Frank Devello Stringham (1872–1931) was an American politician who served as the sixth mayor of Berkeley, California, from 1923 to 1927. As mayor, Stringham was notable for leading the effort to adopt the city manager form of government. Prior to becoming mayor, Stringham served as Berkeley's City Attorney. In 1928, Stringham was appointed to serve as a director on the board of the East Bay Municipal Utility District. The 1923 Berkeley Fire occurred during Stringham's term as mayor.

==Biography==
Frank Stringham was born on December 9, 1872, in Topeka, Kansas. He attended the University of California, Berkeley where his uncle, W. Irving Stringham, was a professor of mathematics. He graduated in 1895, attended Tolland Law School for two years, and was admitted to the California bar in 1897.

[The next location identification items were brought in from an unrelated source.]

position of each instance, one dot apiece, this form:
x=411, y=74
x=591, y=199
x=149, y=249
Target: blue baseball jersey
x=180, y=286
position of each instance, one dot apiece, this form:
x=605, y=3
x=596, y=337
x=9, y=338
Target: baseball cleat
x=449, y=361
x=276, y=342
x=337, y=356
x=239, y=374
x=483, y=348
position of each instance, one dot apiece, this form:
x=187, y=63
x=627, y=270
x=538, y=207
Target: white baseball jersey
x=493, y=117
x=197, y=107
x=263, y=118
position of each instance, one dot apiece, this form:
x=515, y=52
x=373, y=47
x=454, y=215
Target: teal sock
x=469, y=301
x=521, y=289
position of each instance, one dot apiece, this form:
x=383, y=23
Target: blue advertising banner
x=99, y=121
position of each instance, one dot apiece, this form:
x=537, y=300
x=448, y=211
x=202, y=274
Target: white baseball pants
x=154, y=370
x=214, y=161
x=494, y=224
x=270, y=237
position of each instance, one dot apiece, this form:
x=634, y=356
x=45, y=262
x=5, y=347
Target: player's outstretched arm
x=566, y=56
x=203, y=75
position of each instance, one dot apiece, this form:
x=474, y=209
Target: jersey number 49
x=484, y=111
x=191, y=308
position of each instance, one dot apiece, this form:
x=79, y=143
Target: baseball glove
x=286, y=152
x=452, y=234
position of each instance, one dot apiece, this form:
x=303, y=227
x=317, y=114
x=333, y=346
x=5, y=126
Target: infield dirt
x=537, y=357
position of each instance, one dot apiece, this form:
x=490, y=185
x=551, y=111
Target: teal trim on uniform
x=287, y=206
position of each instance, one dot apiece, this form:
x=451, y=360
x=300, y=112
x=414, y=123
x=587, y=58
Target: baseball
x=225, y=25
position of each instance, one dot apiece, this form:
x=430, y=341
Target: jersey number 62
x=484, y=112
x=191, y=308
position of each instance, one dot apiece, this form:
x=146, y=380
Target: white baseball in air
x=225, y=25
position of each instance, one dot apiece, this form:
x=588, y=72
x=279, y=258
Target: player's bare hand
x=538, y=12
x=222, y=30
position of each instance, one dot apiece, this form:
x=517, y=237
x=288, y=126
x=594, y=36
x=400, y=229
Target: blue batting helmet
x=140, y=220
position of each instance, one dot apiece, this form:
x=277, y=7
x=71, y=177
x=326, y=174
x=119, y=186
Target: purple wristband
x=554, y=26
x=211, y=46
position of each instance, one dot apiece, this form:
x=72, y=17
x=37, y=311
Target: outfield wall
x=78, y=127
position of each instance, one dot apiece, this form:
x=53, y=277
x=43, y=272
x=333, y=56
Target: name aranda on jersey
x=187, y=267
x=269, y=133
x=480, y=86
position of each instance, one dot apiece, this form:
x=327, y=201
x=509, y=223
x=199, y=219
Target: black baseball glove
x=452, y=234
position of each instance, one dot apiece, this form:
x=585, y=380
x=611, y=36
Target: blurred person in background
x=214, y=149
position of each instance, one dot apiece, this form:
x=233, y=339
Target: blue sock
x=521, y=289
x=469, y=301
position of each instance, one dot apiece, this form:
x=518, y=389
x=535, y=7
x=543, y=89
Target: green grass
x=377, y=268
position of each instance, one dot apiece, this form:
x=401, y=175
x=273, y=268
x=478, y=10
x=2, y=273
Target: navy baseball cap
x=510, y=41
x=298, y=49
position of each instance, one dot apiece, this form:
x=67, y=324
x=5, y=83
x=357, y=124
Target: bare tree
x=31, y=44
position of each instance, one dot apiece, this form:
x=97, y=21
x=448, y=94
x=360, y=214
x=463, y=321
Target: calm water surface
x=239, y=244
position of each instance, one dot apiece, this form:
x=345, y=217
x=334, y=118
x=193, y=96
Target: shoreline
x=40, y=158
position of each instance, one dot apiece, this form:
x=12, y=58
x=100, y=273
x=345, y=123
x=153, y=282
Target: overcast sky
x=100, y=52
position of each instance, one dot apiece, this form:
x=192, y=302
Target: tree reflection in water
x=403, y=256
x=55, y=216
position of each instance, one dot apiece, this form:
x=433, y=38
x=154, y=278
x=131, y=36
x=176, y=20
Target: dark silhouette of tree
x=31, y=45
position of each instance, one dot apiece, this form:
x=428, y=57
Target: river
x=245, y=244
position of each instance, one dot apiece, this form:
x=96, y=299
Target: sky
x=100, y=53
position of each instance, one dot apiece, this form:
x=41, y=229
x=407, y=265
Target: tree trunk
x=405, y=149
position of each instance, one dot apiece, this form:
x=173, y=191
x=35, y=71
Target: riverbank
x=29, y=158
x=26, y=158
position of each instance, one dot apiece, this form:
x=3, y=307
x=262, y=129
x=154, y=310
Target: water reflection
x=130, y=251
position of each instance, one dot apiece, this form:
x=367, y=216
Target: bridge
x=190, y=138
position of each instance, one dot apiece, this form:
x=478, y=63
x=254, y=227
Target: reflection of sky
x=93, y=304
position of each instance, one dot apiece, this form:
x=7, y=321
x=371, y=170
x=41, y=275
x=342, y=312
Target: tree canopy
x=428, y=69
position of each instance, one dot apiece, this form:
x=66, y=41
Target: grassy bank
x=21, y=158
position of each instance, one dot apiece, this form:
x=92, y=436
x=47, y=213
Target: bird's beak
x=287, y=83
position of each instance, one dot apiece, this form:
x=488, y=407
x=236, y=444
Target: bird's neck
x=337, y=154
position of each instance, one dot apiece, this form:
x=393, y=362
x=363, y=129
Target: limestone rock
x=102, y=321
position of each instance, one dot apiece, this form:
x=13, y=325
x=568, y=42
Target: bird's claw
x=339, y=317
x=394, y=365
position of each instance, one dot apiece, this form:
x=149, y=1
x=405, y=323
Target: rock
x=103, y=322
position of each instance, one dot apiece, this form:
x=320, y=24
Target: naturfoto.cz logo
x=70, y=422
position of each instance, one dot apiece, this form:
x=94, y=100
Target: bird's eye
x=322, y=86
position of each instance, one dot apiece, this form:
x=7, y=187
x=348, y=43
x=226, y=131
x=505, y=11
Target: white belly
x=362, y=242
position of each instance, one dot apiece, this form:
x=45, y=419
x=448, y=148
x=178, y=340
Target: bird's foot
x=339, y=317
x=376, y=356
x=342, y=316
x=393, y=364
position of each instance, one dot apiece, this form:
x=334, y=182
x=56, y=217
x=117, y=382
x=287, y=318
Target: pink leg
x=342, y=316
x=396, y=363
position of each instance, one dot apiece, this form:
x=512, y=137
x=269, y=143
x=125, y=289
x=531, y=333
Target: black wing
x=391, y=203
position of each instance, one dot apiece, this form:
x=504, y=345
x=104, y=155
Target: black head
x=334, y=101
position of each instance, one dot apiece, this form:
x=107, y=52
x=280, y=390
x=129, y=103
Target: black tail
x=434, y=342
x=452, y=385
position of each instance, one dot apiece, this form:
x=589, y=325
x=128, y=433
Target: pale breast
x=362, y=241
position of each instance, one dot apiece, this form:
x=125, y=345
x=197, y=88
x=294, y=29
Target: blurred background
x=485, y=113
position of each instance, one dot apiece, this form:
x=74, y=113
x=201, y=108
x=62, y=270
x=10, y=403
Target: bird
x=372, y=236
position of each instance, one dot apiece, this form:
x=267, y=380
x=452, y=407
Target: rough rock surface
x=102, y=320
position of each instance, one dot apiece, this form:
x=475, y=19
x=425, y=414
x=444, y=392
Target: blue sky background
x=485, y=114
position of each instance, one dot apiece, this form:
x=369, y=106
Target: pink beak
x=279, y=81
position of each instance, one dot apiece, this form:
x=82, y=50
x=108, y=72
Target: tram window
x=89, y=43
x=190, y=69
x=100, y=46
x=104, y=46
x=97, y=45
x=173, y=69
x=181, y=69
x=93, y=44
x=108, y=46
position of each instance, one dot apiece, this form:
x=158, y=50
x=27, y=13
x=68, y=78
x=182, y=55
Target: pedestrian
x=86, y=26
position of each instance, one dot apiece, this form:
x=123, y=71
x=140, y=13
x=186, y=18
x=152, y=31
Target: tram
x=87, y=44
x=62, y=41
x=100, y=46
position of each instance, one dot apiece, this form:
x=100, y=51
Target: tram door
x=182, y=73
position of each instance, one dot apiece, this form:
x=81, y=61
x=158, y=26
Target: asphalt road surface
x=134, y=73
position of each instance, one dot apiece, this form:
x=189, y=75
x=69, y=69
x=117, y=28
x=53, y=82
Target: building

Stringham married Juliet White Garber (died June 2, 1955) on November 23, 1905. She was the daughter of a prominent local judge who had owned much of the land upon which the Claremont district was developed. Frank Stringham and his wife donated some of the property to the City of Berkeley for a park which was named for her father: John Garber Park. Frank Stringham began his law studies while working for Judge Garber's firm. As an attorney, Frank Stringham had also been associated with former Berkeley Mayor Beverly Hodghead.

Stringham died at his Berkeley home on December 7, 1931, and was buried at the Mountain View Cemetery in Oakland.